En 1968 —el año astillado lo llamó él— conoció a Dina. Dina insistió en que viajaran a Milán y así lo hicieron. Ella era reportera pero tuvo que emplear­se en una casa para retrasados mentales. Vino el declive; Bardem, poco a poco vuelto un alcohólico, se sintió protegido por el calor maternal de una mu­jer cuyo trabajo consistía, entre otras cosas, en conseguir algo de calma a los momentos de constante peligro de esos tristes enfermos arañando su pasado en las paredes.
Dejó Bardem que el presente lo intoxicara de sucesos: el matrimonio, la efímera dicha de la celda familiar, los chicos bulliciosos que le recordaban el paso epocal pero tanto removían su entusiasmo, la sencillez con que inició su profesión.
Nada funcionó bien en Milán, volvieron a Génova. 1976, época en que comenzó a fotografíar a sus hijos. Fue una etapa feliz. Una espesura en desor­den creció alrededor. Vino la primera exposición, la segunda, luego la reprimenda: la duda de si en su trabajo había pornografía. Acaeció lo de la pérdida del empleo. Dina no aguantó. De nuevo el fracaso para Bardem. Se sintió en­fermo, infectado de un mal invisible que emponzoñaba lo que estuviera a su alcance. “Toqué fondo”, repetía. Era hora de abandonar Italia. No le intere­saba Norteamérica. Habría podido dirigirse a Nueva York, en donde había estado muy joven, la tierra del nunca jamás y el érase una vez, pero no lo hizo. Recordó que un amigo suyo había partido rumbo a La Habana y se quedó va­rado allá, junto a una de esas mujeres que él imaginaba lo suficientemente fogosas como para incendiar su retorno.
Corría 1979. Cargó la Pentax consigo, cerró la puerta del basurero que habitaba y ya no podía alquilar, pidió a Dina, su ex-mujer, dinero. Fue Dina quien compró su boleto y lo vio partir; un alivio para ella, aunque también sintiera lástima: el hombre era un pobrediablo, un débil de carácter que se había dejado destruir cuando su carrera iniciaba y prometía reconocimiento, en definitiva, un falso provocador o en verdad un depravado. Dina le pregun­tó muchas veces cuál era la razón de su ofuscamiento: Bardem se limitaba a callar y a romperle las medias.
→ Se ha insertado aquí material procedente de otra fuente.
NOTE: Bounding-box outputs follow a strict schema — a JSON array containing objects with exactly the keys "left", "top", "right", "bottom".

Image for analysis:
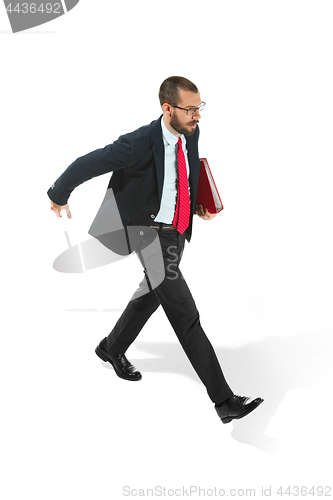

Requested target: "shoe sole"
[
  {"left": 95, "top": 346, "right": 142, "bottom": 382},
  {"left": 221, "top": 399, "right": 264, "bottom": 424}
]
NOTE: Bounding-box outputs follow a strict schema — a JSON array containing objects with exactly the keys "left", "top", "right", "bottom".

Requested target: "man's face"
[{"left": 168, "top": 89, "right": 202, "bottom": 137}]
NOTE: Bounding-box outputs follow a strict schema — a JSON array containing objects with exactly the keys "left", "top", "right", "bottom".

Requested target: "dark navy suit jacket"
[{"left": 47, "top": 116, "right": 201, "bottom": 242}]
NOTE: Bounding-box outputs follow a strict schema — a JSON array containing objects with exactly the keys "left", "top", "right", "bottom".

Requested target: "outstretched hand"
[
  {"left": 50, "top": 201, "right": 72, "bottom": 219},
  {"left": 195, "top": 204, "right": 216, "bottom": 220}
]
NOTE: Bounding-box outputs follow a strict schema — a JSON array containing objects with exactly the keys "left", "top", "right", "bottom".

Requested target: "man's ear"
[{"left": 162, "top": 103, "right": 172, "bottom": 117}]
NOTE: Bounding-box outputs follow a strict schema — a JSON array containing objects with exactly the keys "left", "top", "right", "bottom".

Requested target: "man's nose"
[{"left": 192, "top": 108, "right": 201, "bottom": 120}]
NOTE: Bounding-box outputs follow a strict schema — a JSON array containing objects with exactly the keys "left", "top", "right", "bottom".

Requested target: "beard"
[{"left": 169, "top": 114, "right": 199, "bottom": 136}]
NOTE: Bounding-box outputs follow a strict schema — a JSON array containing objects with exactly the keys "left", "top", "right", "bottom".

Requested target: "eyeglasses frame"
[{"left": 169, "top": 102, "right": 206, "bottom": 116}]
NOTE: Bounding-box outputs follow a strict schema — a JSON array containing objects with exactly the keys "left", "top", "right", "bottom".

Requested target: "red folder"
[{"left": 196, "top": 158, "right": 224, "bottom": 214}]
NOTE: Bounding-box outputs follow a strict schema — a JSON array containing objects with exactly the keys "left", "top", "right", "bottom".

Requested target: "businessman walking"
[{"left": 48, "top": 76, "right": 263, "bottom": 423}]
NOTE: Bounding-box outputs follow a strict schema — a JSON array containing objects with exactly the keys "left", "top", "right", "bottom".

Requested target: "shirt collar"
[{"left": 161, "top": 116, "right": 185, "bottom": 147}]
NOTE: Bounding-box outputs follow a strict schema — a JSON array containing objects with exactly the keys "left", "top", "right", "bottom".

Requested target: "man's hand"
[
  {"left": 50, "top": 201, "right": 72, "bottom": 219},
  {"left": 195, "top": 204, "right": 217, "bottom": 221}
]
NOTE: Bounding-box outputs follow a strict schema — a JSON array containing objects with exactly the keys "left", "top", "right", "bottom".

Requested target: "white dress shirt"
[{"left": 155, "top": 117, "right": 191, "bottom": 224}]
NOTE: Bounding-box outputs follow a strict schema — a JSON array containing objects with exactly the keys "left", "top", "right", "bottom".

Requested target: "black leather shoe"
[
  {"left": 95, "top": 338, "right": 142, "bottom": 381},
  {"left": 215, "top": 395, "right": 264, "bottom": 424}
]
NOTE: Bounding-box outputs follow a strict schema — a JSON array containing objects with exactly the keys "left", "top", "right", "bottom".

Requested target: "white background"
[{"left": 1, "top": 1, "right": 333, "bottom": 499}]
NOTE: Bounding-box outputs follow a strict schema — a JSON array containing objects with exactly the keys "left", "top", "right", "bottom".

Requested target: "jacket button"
[{"left": 140, "top": 231, "right": 144, "bottom": 236}]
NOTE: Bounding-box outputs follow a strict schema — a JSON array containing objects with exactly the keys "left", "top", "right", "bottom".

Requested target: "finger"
[
  {"left": 65, "top": 206, "right": 72, "bottom": 219},
  {"left": 51, "top": 206, "right": 59, "bottom": 217},
  {"left": 50, "top": 202, "right": 60, "bottom": 217}
]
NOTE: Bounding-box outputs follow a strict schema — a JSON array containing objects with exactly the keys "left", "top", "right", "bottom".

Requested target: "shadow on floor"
[{"left": 99, "top": 329, "right": 332, "bottom": 453}]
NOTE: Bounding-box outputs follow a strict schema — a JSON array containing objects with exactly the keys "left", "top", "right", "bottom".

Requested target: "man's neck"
[{"left": 162, "top": 115, "right": 181, "bottom": 137}]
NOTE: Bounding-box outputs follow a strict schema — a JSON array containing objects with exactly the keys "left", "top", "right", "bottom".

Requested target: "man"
[{"left": 48, "top": 76, "right": 263, "bottom": 424}]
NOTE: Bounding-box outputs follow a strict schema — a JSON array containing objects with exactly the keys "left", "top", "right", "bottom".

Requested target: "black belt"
[{"left": 150, "top": 223, "right": 176, "bottom": 230}]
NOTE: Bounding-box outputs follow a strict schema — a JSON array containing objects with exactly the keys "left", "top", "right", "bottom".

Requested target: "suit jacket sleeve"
[{"left": 47, "top": 134, "right": 135, "bottom": 206}]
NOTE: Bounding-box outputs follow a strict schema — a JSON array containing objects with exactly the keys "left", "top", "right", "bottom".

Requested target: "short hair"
[{"left": 159, "top": 76, "right": 198, "bottom": 107}]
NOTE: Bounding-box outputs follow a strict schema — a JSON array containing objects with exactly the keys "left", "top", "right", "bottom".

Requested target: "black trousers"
[{"left": 106, "top": 228, "right": 233, "bottom": 404}]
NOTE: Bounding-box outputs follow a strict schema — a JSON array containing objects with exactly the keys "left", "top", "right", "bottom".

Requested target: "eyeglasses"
[{"left": 169, "top": 102, "right": 206, "bottom": 116}]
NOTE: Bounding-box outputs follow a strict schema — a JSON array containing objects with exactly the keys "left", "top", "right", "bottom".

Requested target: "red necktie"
[{"left": 172, "top": 137, "right": 190, "bottom": 234}]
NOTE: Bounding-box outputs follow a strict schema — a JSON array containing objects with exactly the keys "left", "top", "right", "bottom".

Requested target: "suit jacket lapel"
[
  {"left": 186, "top": 131, "right": 201, "bottom": 213},
  {"left": 151, "top": 116, "right": 165, "bottom": 202}
]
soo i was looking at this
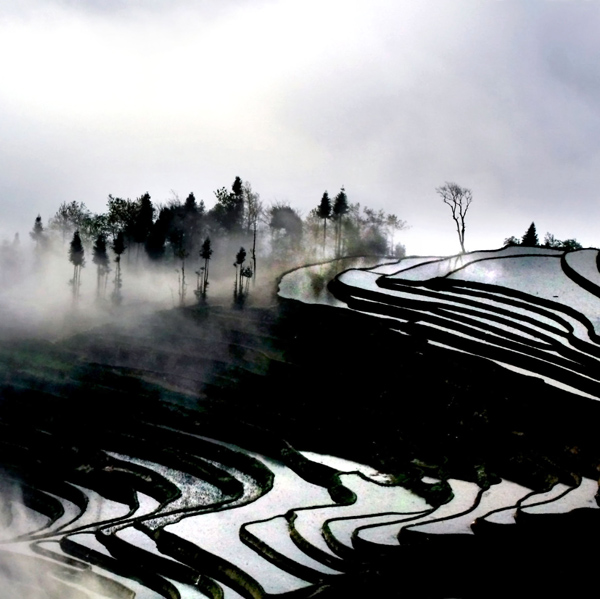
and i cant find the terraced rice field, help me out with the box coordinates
[1,247,599,597]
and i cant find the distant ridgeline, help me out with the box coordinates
[0,246,600,598]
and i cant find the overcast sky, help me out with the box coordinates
[1,0,599,255]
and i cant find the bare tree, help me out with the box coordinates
[243,182,262,284]
[436,182,472,253]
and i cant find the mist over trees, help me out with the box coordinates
[233,246,247,300]
[49,201,92,243]
[111,231,126,305]
[195,237,212,300]
[316,192,331,257]
[68,231,84,302]
[244,182,261,285]
[92,234,109,299]
[14,176,409,308]
[268,203,303,261]
[332,187,349,258]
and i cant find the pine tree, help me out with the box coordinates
[145,206,172,260]
[232,176,244,198]
[210,177,245,233]
[111,231,126,305]
[521,222,539,247]
[69,231,85,301]
[30,215,45,249]
[234,247,246,297]
[332,187,349,258]
[241,266,253,294]
[132,193,154,248]
[317,191,332,256]
[92,234,110,298]
[197,237,213,298]
[182,192,201,255]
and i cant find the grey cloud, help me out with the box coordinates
[2,0,600,253]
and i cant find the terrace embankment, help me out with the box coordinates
[0,292,599,597]
[2,296,598,492]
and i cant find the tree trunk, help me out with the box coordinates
[252,222,257,286]
[180,259,186,306]
[72,265,78,301]
[204,258,209,294]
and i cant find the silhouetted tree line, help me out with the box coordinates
[26,177,408,305]
[504,222,582,251]
[309,187,407,259]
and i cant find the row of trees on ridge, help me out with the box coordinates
[26,177,407,306]
[504,222,582,250]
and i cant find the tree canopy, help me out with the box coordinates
[69,231,85,267]
[27,176,411,307]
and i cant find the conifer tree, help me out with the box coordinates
[234,247,246,297]
[317,191,332,256]
[521,222,539,247]
[145,206,172,260]
[332,187,348,257]
[69,231,85,301]
[92,233,110,298]
[30,215,46,249]
[111,231,126,305]
[132,193,154,250]
[182,192,201,254]
[197,237,213,298]
[241,266,253,294]
[210,178,245,233]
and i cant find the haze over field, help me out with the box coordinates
[1,0,599,255]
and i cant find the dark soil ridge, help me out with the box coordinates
[0,292,599,597]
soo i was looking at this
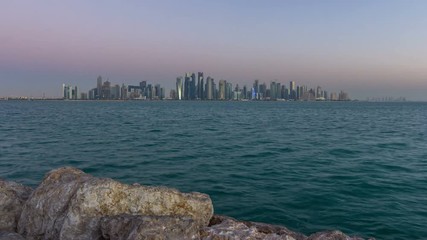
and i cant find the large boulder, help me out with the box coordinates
[100,214,200,240]
[18,167,213,240]
[0,179,32,232]
[201,215,306,240]
[17,167,92,239]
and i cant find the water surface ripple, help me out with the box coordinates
[1,101,426,239]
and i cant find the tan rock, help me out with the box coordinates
[18,167,91,239]
[0,179,32,232]
[18,167,213,240]
[201,215,306,240]
[100,214,200,240]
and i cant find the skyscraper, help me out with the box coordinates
[176,77,183,100]
[281,85,288,99]
[154,84,161,99]
[101,81,111,100]
[213,82,217,100]
[111,84,120,100]
[290,81,296,100]
[270,81,277,100]
[121,84,127,100]
[190,73,196,100]
[276,82,281,99]
[140,81,147,97]
[219,80,226,100]
[89,88,97,100]
[62,84,69,99]
[146,84,153,99]
[184,72,191,100]
[96,76,103,99]
[226,82,232,100]
[160,87,165,100]
[253,80,259,99]
[197,72,204,100]
[206,77,214,100]
[259,82,266,100]
[62,84,77,100]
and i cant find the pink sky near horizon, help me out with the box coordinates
[1,1,427,100]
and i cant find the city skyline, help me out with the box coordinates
[1,1,427,100]
[60,73,350,101]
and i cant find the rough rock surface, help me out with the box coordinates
[0,231,25,240]
[307,230,367,240]
[100,214,200,240]
[201,215,306,240]
[0,179,32,232]
[18,167,213,240]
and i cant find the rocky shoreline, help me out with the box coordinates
[0,167,373,240]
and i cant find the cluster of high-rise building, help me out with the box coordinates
[79,76,165,100]
[62,73,350,101]
[172,72,350,101]
[62,84,78,100]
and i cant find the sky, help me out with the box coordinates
[1,0,427,100]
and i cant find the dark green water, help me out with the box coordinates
[1,101,426,239]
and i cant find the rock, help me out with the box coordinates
[307,230,369,240]
[0,231,25,240]
[0,179,32,232]
[100,214,200,240]
[201,215,306,240]
[18,167,213,240]
[17,167,92,239]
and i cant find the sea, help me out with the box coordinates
[0,100,426,239]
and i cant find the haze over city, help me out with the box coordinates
[1,0,426,100]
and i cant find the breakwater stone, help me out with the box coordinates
[0,180,32,232]
[0,167,373,239]
[100,214,200,239]
[202,215,307,240]
[17,167,213,239]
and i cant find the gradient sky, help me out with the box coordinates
[1,0,427,100]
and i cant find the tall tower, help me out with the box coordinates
[190,73,196,100]
[184,72,191,100]
[72,86,78,100]
[253,80,259,99]
[219,80,226,100]
[276,82,281,99]
[176,77,183,100]
[102,81,111,100]
[259,82,266,100]
[62,84,69,99]
[197,72,204,100]
[290,81,296,100]
[270,81,277,100]
[96,76,103,99]
[140,81,147,97]
[121,84,127,100]
[206,77,213,100]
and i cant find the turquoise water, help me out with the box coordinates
[1,101,426,239]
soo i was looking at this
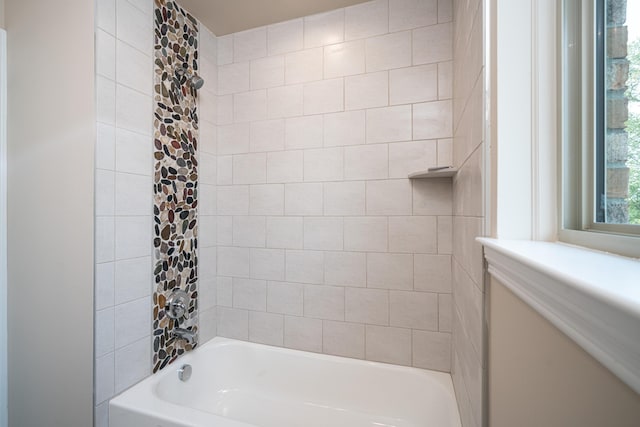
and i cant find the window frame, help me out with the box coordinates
[559,0,640,259]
Quizás él mismo no lo sabía, tal vez nunca deseó ser fotógrafo y todo fue una circunstancia pasajera, pensaba, sumido en la me­lancolía de no saber qué más hacer, a dónde dirigirse, cómo mirar hacia otros rostros que no fuesen la sombra de Sera, Sera deshaciéndose cuando sus pies descalzos tocaban el lago helado de su insomnio.
Bienvenido a Managua, decía el cartel, a lo lejos; Bardem aguzó los sentidos tratando de entender el abrupto paisaje, igual a un lente que quiere enfocar los contornos sin lograrlo. Se instaló en la casa del periodista, que se había montado provisionalmente en el hotel Continental. Recordó a Dina y ese talante suyo para adaptarse a cuidar niños retrasados, a falta de un tra­bajo estable como la reportera que fue. “¿No te asustan?”, le inquiría cuando ella llegaba y se desvestía para tomar una ducha. “A mí me darían pánico… Los ojos estrábicos, los hocicos babeantes, las mandíbulas desencajadas”. Dina lo escuchaba hablar y lo veía como un desconocido, repitiendo: “Fue un error”, frente a quien había sido, en el flirteo, un “sensible artista”.
Primero fue el muro del idioma. Aquellas bo­cas parlando con la lengua floja le provocaban risa. Des­pués, acostumbrarse a la humedad y sus vestigios de moho, a la devastación de las calles. No tenía ningún sentido el estar ahí, se dijo el primer mes, luego descubrió que la estancia era cómoda. No se ne­cesitaba casi nada para vivir. Había conflicto, por tanto, cierta igualdad de condiciones: todos eran miserables, ningu­na expectativa se imponía en el horizonte, salvo sucum­bir a los repentinos tiroteos. Bastaba con respe­tar el toque de queda, no meterse en lo que no le incumbía; bastaba, para gente como él, con tomar notas de una ruina que no era suya para sacar algún pro­vecho, no un beneficio de trabajo sino uno personal: ocuparse mien­tras se desintoxicaba un poco; llenar, con la música de su trajín nuevo, la inmensidad de sa­berse exiliado.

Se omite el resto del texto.